The new version will not take long. Theresa May will be appointed special EU Commissioner and will get it through in eight weeks.

{b}People are Data{/b}

The notorious definitional provision in the Investigatory Powers Bill, ‘data includes any information which is not data’, will be amended to clarify its true import; the phrase ‘at the whim of the Secretary of State, any person, living or dead, may be classified as data’ is added. This change causes a bit of a stink but we are assured that it is necessary for the purposes of national security – so that’s all right. After a consultation which involves ‘all relevant stakeholders’, but which actually only involves Facebook and Google, the words ‘at the whim of the Secretary of State’ are deleted. This satisfies all but the most awkward. After all, we have data protection legislation so we are all safe.

When the consultation papers are leaked in 2017, it turns out that Facebook and Google were confused by the proposal. They had always thought people were data.

A new Investigatory Powers Bill will be proposed early in 2017 when it transpires that GCHQ have acted wildly in breach of the last one. The new Bill is needed to make that behaviour legal.

{b}EU Referendum{/b}

The latter part of 2016 is taken up almost entirely by everyone involved in IT law trying to write client notes on what happens on Brexit. (The first part of 2016 was taken up with writing client notes on the GDPR, which might turn out to be a bit of a waste of time.) As a by-product, nobody has time to redraft or check contracts and there is a black market in fax machines because all notices under contracts drafted during 2016 are valid only if sent by fax.

{b}ODR{/b}

The exciting plans for ODR will be shelved.

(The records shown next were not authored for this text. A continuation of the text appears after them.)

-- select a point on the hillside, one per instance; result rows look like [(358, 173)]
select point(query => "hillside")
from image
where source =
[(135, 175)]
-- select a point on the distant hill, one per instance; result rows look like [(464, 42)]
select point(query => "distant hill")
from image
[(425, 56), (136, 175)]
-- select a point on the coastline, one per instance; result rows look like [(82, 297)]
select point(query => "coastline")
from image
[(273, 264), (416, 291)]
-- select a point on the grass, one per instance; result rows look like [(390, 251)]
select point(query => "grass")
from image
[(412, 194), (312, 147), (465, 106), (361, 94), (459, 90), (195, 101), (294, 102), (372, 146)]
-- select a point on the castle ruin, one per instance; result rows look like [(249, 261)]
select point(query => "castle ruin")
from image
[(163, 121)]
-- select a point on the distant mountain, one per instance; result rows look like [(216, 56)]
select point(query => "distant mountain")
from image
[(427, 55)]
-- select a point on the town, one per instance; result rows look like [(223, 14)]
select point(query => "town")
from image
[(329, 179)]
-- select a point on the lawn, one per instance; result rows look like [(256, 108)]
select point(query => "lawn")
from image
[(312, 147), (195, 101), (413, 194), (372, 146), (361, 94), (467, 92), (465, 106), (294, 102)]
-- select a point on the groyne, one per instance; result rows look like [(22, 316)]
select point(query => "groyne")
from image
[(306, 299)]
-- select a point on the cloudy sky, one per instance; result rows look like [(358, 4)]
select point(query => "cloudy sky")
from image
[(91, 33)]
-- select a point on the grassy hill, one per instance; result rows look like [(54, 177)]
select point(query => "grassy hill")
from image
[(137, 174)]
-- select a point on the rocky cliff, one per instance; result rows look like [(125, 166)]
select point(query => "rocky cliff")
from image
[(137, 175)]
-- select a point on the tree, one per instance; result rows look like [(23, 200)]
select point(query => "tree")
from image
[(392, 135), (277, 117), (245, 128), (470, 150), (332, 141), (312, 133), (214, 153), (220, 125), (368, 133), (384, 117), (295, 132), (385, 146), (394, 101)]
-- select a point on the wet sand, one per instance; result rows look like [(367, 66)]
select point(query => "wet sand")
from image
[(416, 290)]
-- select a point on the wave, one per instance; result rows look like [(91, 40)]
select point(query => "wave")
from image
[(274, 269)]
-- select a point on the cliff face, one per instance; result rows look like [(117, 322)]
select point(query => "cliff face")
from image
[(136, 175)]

Following on from the announcement that damages will no longer be available for soft tissue injuries (because of the fears of whiplash fraud), all causes of action for less than £5,000 will no longer be justiciable. As the Government will point out, if it’s only a claim for a couple of grand, it is really not worth the bother. Furthermore, the businesses which might have had to pay out under ODR or any other small claims procedure can be trusted to lower their prices for the general good.

{b}Social Media{/b}

It will be made illegal to use the phrase social media. It will be realised that the various applications that are normally lumped together in this phrase have so little in common that they might as well be called ‘thingys’. Moreover, it is widely acknowledged that most of these applications have become immensely anti-social and that they never really were media.